Le Bélem : la découverte

Nous sommes le 26 Août . Seulement cinq jours se sont écoulés depuis mon retour de Koz Kaztell . C'est à nouveau l'heure de lever l'ancre et d'appareiller pour la grande aventure : celle du Bélem .

Mon sac de marin pèse une tonne, au moins ! Tout y est : vêtements et sous-vêtements chauds, chaussures de bateau , bottes ( ah ! celui qui inventera les bottes super-légères ! ) bonnet, gants de bateau, oreiller ( ne pas oublier son petit confort ) veste et pantalon de cirée ( achetés à la coopérative maritime du Croisic, comme il se doit ) . Shakleton partant à la conquête du pôle sud devait être moins habillé !!!

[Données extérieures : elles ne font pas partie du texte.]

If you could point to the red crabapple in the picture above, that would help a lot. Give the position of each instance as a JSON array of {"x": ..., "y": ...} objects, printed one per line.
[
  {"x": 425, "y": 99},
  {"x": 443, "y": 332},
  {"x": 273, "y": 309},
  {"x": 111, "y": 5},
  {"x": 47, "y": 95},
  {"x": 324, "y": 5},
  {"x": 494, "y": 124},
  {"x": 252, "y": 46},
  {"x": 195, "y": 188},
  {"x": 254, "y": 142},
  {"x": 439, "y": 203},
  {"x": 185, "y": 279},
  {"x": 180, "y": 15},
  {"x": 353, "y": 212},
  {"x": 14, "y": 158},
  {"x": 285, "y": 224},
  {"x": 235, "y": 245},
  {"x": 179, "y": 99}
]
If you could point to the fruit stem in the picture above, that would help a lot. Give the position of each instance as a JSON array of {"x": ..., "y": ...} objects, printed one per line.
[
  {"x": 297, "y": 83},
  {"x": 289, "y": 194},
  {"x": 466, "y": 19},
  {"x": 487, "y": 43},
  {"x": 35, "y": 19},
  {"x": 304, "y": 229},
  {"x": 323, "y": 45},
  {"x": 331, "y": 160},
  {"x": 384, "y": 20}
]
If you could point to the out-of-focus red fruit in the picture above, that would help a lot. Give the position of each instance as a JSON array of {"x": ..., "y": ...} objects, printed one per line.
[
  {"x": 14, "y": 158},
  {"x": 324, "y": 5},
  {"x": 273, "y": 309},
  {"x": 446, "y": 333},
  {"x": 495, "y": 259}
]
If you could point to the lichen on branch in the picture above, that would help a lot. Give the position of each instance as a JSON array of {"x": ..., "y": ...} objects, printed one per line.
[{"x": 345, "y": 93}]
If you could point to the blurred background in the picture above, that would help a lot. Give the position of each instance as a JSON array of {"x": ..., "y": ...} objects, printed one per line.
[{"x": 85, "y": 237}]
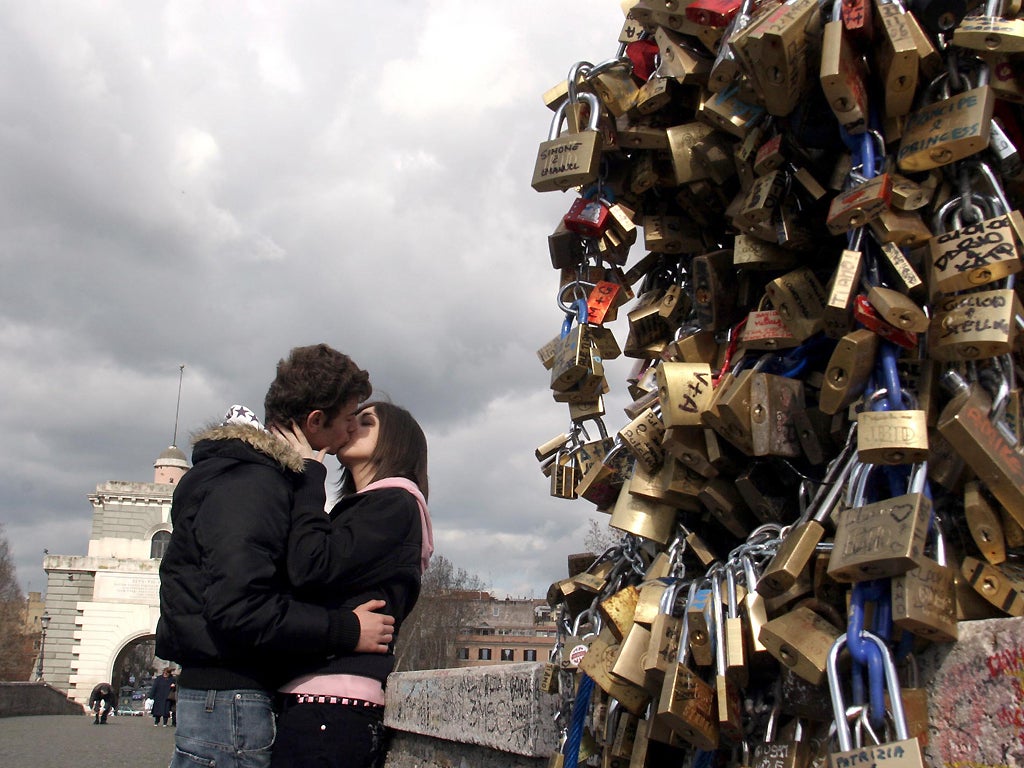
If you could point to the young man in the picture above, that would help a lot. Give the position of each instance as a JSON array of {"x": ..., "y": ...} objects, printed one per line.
[{"x": 227, "y": 615}]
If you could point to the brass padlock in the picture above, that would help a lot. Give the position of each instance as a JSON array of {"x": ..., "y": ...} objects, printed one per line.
[
  {"x": 967, "y": 424},
  {"x": 897, "y": 309},
  {"x": 945, "y": 131},
  {"x": 924, "y": 600},
  {"x": 800, "y": 300},
  {"x": 642, "y": 517},
  {"x": 848, "y": 370},
  {"x": 597, "y": 663},
  {"x": 643, "y": 436},
  {"x": 1003, "y": 585},
  {"x": 714, "y": 288},
  {"x": 977, "y": 254},
  {"x": 838, "y": 311},
  {"x": 686, "y": 702},
  {"x": 881, "y": 539},
  {"x": 843, "y": 74},
  {"x": 975, "y": 326},
  {"x": 857, "y": 206},
  {"x": 801, "y": 639},
  {"x": 774, "y": 402},
  {"x": 727, "y": 701},
  {"x": 793, "y": 557},
  {"x": 896, "y": 57},
  {"x": 570, "y": 159},
  {"x": 984, "y": 524},
  {"x": 892, "y": 436}
]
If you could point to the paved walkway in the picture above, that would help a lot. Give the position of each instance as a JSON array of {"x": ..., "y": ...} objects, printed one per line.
[{"x": 73, "y": 741}]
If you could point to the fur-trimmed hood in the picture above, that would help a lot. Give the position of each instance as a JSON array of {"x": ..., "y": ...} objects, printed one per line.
[{"x": 259, "y": 439}]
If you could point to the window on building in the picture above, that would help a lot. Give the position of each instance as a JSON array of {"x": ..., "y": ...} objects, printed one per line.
[{"x": 159, "y": 544}]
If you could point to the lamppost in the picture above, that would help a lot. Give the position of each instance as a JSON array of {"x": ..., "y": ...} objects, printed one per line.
[{"x": 44, "y": 622}]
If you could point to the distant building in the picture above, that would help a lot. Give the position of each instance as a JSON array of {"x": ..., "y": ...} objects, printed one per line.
[
  {"x": 105, "y": 602},
  {"x": 498, "y": 631}
]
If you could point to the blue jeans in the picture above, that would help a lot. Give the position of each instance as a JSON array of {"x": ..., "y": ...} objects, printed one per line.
[{"x": 223, "y": 728}]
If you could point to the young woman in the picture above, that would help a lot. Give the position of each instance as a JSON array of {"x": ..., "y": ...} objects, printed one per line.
[{"x": 375, "y": 544}]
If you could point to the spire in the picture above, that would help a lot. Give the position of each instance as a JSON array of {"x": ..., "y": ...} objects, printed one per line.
[{"x": 172, "y": 463}]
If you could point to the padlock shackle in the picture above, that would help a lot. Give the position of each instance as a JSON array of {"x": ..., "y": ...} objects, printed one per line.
[
  {"x": 836, "y": 690},
  {"x": 592, "y": 120}
]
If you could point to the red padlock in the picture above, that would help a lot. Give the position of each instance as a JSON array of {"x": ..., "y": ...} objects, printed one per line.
[
  {"x": 864, "y": 313},
  {"x": 713, "y": 12},
  {"x": 643, "y": 55},
  {"x": 588, "y": 217}
]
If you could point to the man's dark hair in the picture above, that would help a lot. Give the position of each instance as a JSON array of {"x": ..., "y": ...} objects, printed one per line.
[{"x": 313, "y": 378}]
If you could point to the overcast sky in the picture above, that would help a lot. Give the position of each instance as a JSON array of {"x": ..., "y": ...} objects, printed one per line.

Cap sur Roscoff, Finistère Nord . Depuis le Croisic, ça doit nous faire une route au 330 , à peu près. Mais aujourd'hui, il n'est pas question de compas de relèvement, d'amers ou de déclinaison, puisque c'est la SNCF qui me transporte. Même si avec elle tout est possible, je suppose que le conducteur n'utilise pas un sextant ! Je précise toutefois que traverser la Bretagne en train, c'est déjà une aventure : pas moins de quatre changements pour parcourir moins de 300 kms et le dernier trajet en autocar.

Il est 9 H 30 quand j'embarque dans le premier TGV qui va me conduire jusqu'à Nantes et l'arrivée à Roscoff est prévue pour 17 H 00 .

Pourquoi suis-je là aujourd'hui ?

Embarquer sur un trois mâts barque, c'est un vieux rêve . Je ne saurais dire à quand il remonte. J'ai l'impression que ce désir a toujours été là , c'est tout.

Et pourquoi le Bélem ? Peut-être parce qu'ici, ce nom est un mythe. Tout le monde connait ce bâtiment, qui est un peu " l'enfant du pays " . Le Bélem a en effet été construit à Nantes ( ma ville natale ) , par les chantiers Dubigeon. Le chantier naval dans lequel a travaillé mon grand'père maternel, Alexandre Chailleux , de 1932 à 1961. Evidemment bien des années après le lancement du Bélem qui eut lieu en 1896. Mais déjà pour moi, cela représente un lien particulier avec ce bateau.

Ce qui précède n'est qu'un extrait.